In the current study, most of biliary leaks (74/79) occurred early and 50/79 were managed conservatively and there was gradual decrease in the amount of leak until eventually disappeared. Biliary strictures mostly occurred after discharge and during the follow up period in 89/101. Mostly biliary strictures were treated radiologically in 97%. These results were similar to other report in cadaveric liver transplantation [63]. Greif et al. reported in his study that strictures occurred early were due to technical issues while late strictures were due to fibrosis resulted from the healing process [56].

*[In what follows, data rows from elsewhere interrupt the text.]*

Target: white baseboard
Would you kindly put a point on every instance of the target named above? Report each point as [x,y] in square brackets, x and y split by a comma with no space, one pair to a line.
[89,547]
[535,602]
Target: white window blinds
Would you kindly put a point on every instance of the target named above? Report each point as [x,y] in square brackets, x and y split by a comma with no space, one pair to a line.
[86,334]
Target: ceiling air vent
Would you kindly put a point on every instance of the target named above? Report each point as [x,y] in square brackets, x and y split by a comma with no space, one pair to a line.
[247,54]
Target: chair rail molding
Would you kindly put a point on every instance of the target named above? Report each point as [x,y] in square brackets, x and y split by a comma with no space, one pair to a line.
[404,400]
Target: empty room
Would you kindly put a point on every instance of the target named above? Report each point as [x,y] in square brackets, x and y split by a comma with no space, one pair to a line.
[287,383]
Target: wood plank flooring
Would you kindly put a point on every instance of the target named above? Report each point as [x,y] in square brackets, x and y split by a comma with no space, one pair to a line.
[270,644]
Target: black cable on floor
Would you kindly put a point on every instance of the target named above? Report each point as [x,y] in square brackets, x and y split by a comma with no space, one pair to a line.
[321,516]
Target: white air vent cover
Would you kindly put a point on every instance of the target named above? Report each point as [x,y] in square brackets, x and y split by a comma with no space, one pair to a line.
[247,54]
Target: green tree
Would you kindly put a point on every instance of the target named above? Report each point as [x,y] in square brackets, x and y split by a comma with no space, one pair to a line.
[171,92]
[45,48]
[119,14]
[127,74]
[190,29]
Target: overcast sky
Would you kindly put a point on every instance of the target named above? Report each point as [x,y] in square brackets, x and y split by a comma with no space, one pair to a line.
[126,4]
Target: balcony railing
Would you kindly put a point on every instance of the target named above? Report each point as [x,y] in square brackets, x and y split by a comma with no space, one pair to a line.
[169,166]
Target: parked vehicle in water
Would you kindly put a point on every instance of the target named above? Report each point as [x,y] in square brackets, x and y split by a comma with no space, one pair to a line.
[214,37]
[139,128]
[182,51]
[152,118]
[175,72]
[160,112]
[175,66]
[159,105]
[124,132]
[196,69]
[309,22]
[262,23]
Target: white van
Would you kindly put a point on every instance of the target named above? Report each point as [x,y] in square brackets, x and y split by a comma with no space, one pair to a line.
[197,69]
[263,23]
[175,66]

The procedure of biliary anastomosis we adopt during this study with insertion of biliary stent was found to be the least to cause biliary complications. This technique was found to be easy, and save both time and money. Scatton et al. concluded that biliary complications decreased by T-tube insertion, but the incidence of leakage is high after removal of the tube. They also detected high incidence of biliary stricture in the non T-tube insertion recipients [46]. These results are in accordance with other group [64]. The removal of the stent in the current study was associated with leakage in only 3% of patients. The stent serves as a mean of decompression of the biliary tree and to decrease biliary complications as well as performing postoperative cholangiography, if needed, although it is safe but may be stressful for the patients.

In conclusion, biliary complications although decreased, yet, still occur. They can be treated effectively with interventional radiological procedures successfully before subjecting the patient to invasive surgery. Preventive measures were suggested to decrease the rate of these complications. As it is known that ischemic changes around the anastomosis is a major cause of anastomotic stenosis, greater precaution should be taken to preserve the peribiliary plexus around the resected bile duct in the donor. Although duct-to-duct reconstruction still has certain rate of complications, it is still applied to the majority of right lobe cases because it is more physiological (no reflux, and maintained bowel continuity allowing early oral intake) than hepaticojejunostomy. It also has the added advantage of allowing the use of ERCP postoperatively, if required. Although the use of external stents during bile duct anastomosis does not decrease the incidence of biliary complications, yet, its presence is important for performing postoperative cholangiography and timely diagnosis of biliary complications especially in cases of Roux-en-Y anastomosis and in critically ill patients.